Depression in older people can stem from feeling out of touch or alone
Here in the UK, we’ve started to recognise these benefits through the Channel 4 programme “Old People’s Home for 4 Year Olds”. But one TV show is not enough if we want to truly help our senior citizens feel an equally-valued part of our community. Depression in older people can stem from feeling out of touch or alone if they live far from family or in a care home because their bodies are not working as they used to. Four-year olds are the very epitome of joy, with their weirdly wonderful train of thought and infectious laughter – so it’s hard to feel depressed and helpless around them.

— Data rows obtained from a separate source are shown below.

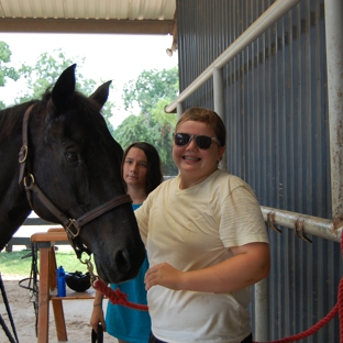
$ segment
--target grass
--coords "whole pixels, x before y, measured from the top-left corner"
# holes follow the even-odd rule
[[[29,257],[24,257],[27,256]],[[80,263],[74,251],[56,251],[57,267],[63,266],[66,272],[87,272],[87,266]],[[40,258],[40,253],[38,256]],[[82,256],[84,259],[88,258],[88,255]],[[29,277],[31,273],[31,250],[16,251],[11,253],[0,253],[0,273],[2,275],[21,275]],[[38,265],[40,268],[40,265]]]

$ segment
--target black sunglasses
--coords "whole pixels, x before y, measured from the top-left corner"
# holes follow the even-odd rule
[[[179,132],[173,133],[173,137],[174,137],[174,143],[177,146],[187,146],[192,139],[196,141],[197,146],[201,150],[210,148],[213,142],[215,142],[220,146],[220,142],[215,137],[195,135],[195,134],[189,134],[189,133],[179,133]]]

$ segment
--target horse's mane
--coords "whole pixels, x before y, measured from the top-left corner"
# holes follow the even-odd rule
[[[41,100],[34,99],[27,102],[15,104],[13,107],[7,108],[0,111],[0,143],[10,136],[12,132],[16,132],[22,128],[22,121],[25,110],[32,104],[37,103],[38,107],[36,112],[41,111],[41,108],[46,106],[48,99],[52,96],[51,87],[46,89]],[[91,107],[89,106],[89,98],[84,96],[79,91],[75,91],[74,97],[78,98],[78,107],[82,108],[84,114],[91,112]],[[92,108],[93,110],[93,108]],[[87,114],[85,115],[87,117]]]
[[[0,143],[8,137],[11,132],[21,129],[25,109],[36,101],[37,100],[31,100],[0,111]]]

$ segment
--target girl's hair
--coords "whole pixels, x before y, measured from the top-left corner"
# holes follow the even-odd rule
[[[163,181],[163,174],[161,170],[161,159],[158,152],[156,151],[155,146],[145,142],[135,142],[129,145],[123,155],[122,161],[122,174],[123,174],[123,165],[125,163],[126,155],[132,147],[140,148],[144,152],[146,159],[147,159],[147,170],[146,170],[146,184],[145,190],[148,195],[153,191],[162,181]],[[124,182],[125,189],[126,184]],[[128,190],[128,189],[126,189]]]
[[[199,121],[206,123],[208,128],[214,131],[221,146],[225,146],[226,129],[222,119],[214,112],[202,108],[191,108],[187,110],[176,124],[177,128],[186,121]]]

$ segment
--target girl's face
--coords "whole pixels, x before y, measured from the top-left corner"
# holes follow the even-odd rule
[[[128,187],[145,189],[147,158],[139,147],[131,147],[123,164],[123,179]]]
[[[214,131],[206,123],[190,120],[179,124],[176,133],[215,137]],[[180,173],[180,188],[188,188],[204,180],[217,169],[224,151],[225,147],[219,146],[215,142],[207,150],[199,148],[195,139],[186,146],[178,146],[174,142],[173,158]]]

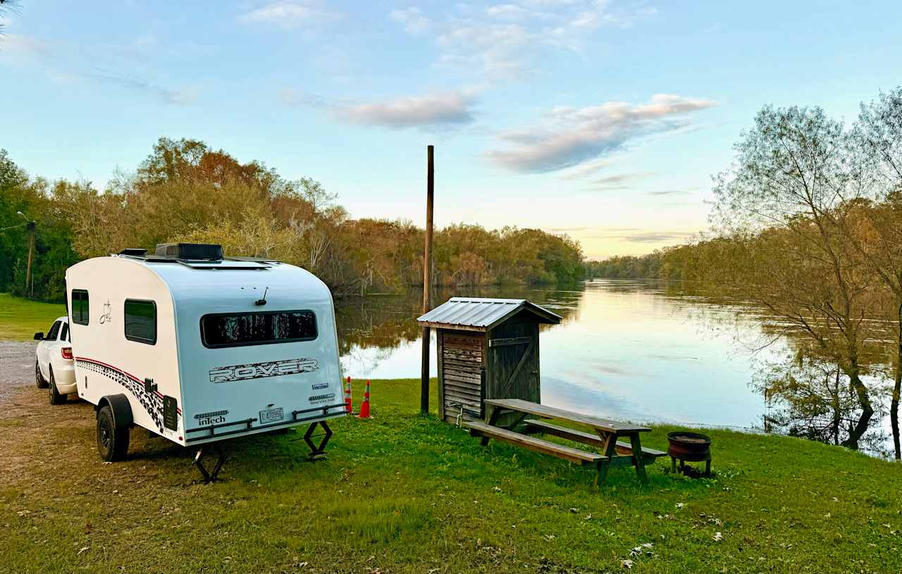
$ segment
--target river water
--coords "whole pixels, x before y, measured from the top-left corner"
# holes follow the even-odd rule
[[[762,361],[787,352],[781,342],[765,345],[753,310],[658,281],[457,289],[434,304],[456,295],[526,298],[561,315],[540,334],[542,402],[616,420],[760,428],[766,406],[750,383]],[[420,297],[336,303],[346,375],[419,378]],[[430,357],[434,376],[434,341]]]

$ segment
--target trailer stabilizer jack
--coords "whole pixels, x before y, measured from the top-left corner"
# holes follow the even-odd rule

Our senior citizens are our grandfathers who sit in a deck chair and talk to you about the garden, our grandmothers who never think you’ve eaten enough and will always smell of cake, our parents who would move mountains for us even when they struggle to walk. They fought for women’s equality and in a war unlike any of us want to really understand; they designed the fashion statement pieces we now are calling “vintage chic” and fought against politicians for our futures. Now it is our turn to stand up for them and we are not doing enough. Ideas like integrating the care of older people with the education of the young should be rolled out nationwide and providing financial and structural support shouldn’t be up for regular debate. The UK always strives to be different, but that shouldn’t mean ignoring successful policies from other countries. After all, we owe our elders this much.